Nous voterons contre ce projet de loi, d’autant qu’il a été déclaré d’urgence, ce qui est plutôt curieux.
En fait, le dispositif qu’il instaure s’insère dans le projet de société parfaitement structuré que le Gouvernement est en train de façonner. La dérégulation de l’économie et du marché du travail, la flexisécurité des salariés sont les prochains objectifs à atteindre dans cette économie de marché et de concurrence.
Aujourd’hui, la fonction publique compte un peu plus de 5 millions d’agents, auxquels il convient d’ajouter plusieurs centaines de milliers de travailleurs employés par des entreprises publiques, ce qui représente au total plus du quart de la population active.
Ainsi, des millions de personnes échappent actuellement à la logique du marché et du contrat conclu de gré à gré avec un employeur. Pour vous, c’est indiscutablement insupportable ! Vous ne cessez de répéter qu’il y a « beaucoup trop » de fonctionnaires. Mais « beaucoup trop » pour qui ? Pour nos concitoyens ou pour vous ? Sont-ils trop nombreux pour assurer des services publics de qualité sur l’ensemble du territoire ? Sont-ils simplement une variable d’ajustement pour compenser les choix budgétaires désastreux de votre politique fiscale ?
C’est typiquement cette logique qui a présidé au non-remplacement d’un fonctionnaire partant à la retraite sur deux. Ce calcul fait à l’aveugle est fondé sur un seul souci de maîtrise des dépenses publiques, sans que soit prise en compte le moins du monde la satisfaction de l’intérêt général.
La révision générale des politiques publiques est menée dans l’objectif de préparer les esprits à un changement radical de projet de société.

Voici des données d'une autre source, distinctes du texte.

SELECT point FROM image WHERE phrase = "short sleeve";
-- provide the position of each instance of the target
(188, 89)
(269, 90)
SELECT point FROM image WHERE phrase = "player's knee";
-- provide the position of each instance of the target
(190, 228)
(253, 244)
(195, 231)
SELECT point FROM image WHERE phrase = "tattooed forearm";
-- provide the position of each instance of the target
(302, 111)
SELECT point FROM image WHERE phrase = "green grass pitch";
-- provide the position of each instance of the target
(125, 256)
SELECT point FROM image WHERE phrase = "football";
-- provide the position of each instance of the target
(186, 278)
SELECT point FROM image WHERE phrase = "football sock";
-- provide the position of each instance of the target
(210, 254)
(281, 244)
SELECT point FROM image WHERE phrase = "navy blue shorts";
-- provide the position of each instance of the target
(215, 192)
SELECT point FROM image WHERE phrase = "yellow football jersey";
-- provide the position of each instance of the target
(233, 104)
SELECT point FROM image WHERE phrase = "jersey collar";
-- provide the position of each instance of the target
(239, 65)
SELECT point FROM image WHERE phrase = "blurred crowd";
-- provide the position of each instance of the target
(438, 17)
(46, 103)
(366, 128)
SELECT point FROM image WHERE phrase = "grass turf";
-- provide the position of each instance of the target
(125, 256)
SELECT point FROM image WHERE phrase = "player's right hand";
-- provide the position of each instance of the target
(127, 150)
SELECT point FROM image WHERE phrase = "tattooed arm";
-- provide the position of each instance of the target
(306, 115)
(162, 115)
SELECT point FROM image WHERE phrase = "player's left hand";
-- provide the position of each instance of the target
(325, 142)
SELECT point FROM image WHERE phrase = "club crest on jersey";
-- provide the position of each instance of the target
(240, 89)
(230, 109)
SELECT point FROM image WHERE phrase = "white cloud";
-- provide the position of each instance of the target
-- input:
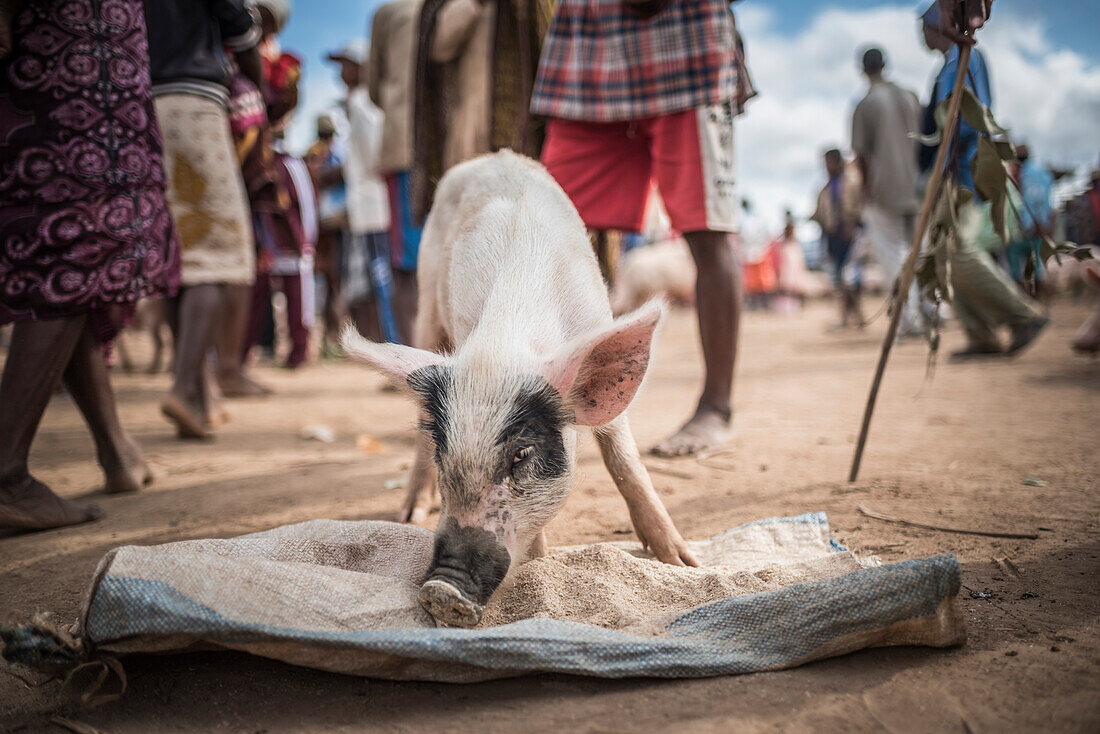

Ce projet de loi se situe parfaitement dans un tel état d’esprit. Sous prétexte de mobilité, les fonctionnaires sont très fortement incités à quitter la fonction publique et à intégrer le secteur privé. En cas de restructuration de leur administration, ils pourront se faire licencier s’ils refusent trois offres d’emploi public, ce qui est contraire au principe selon lequel un fonctionnaire privé d’emploi doit être réaffecté sur un autre emploi.
Le recrutement sous la forme du contrat est totalement banalisé puisque les administrations et les collectivités territoriales voient leurs possibilités d’embaucher des agents contractuels élargies, ce qui est totalement contraire au principe d’égal accès à l’emploi public. Quant au développement de la possibilité de cumuler des temps incomplets, il s’agit purement et simplement de mettre un coup d’accélérateur au développement du temps partiel et de la flexibilité, donc de la précarité.
Plus grave encore, ce projet de loi légalise le recours à l’intérim, ce qui a pour conséquence – en l’occurrence, je peux de nouveau évoquer un « formatage des esprits » – de banaliser l’emploi public et les missions de service public.
L’intérêt général et l’efficacité sociale sont des sources fondamentales de notre conception de la fonction publique et du service public. Ce projet de loi les balaie d’un revers de main et, par la contractualisation croissante, fait se détourner les agents de ces deux principes.
Je ne peux d’ailleurs pas m’empêcher de penser que ce projet de loi, en s’éloignant petit à petit des principes fondamentaux régissant la fonction publique, notamment l’égalité et l’indépendance des fonctionnaires, prépare – hélas ! – le terrain à la corruption généralisée dans la fonction publique, ce qui est sans doute beaucoup plus grave.
D’autres solutions existent. D’autres choix politiques et, surtout, budgétaires sont possibles. Pour notre part, nous ne partageons ni la philosophie ni la finalité de ce texte. C’est pourquoi nous voterons contre.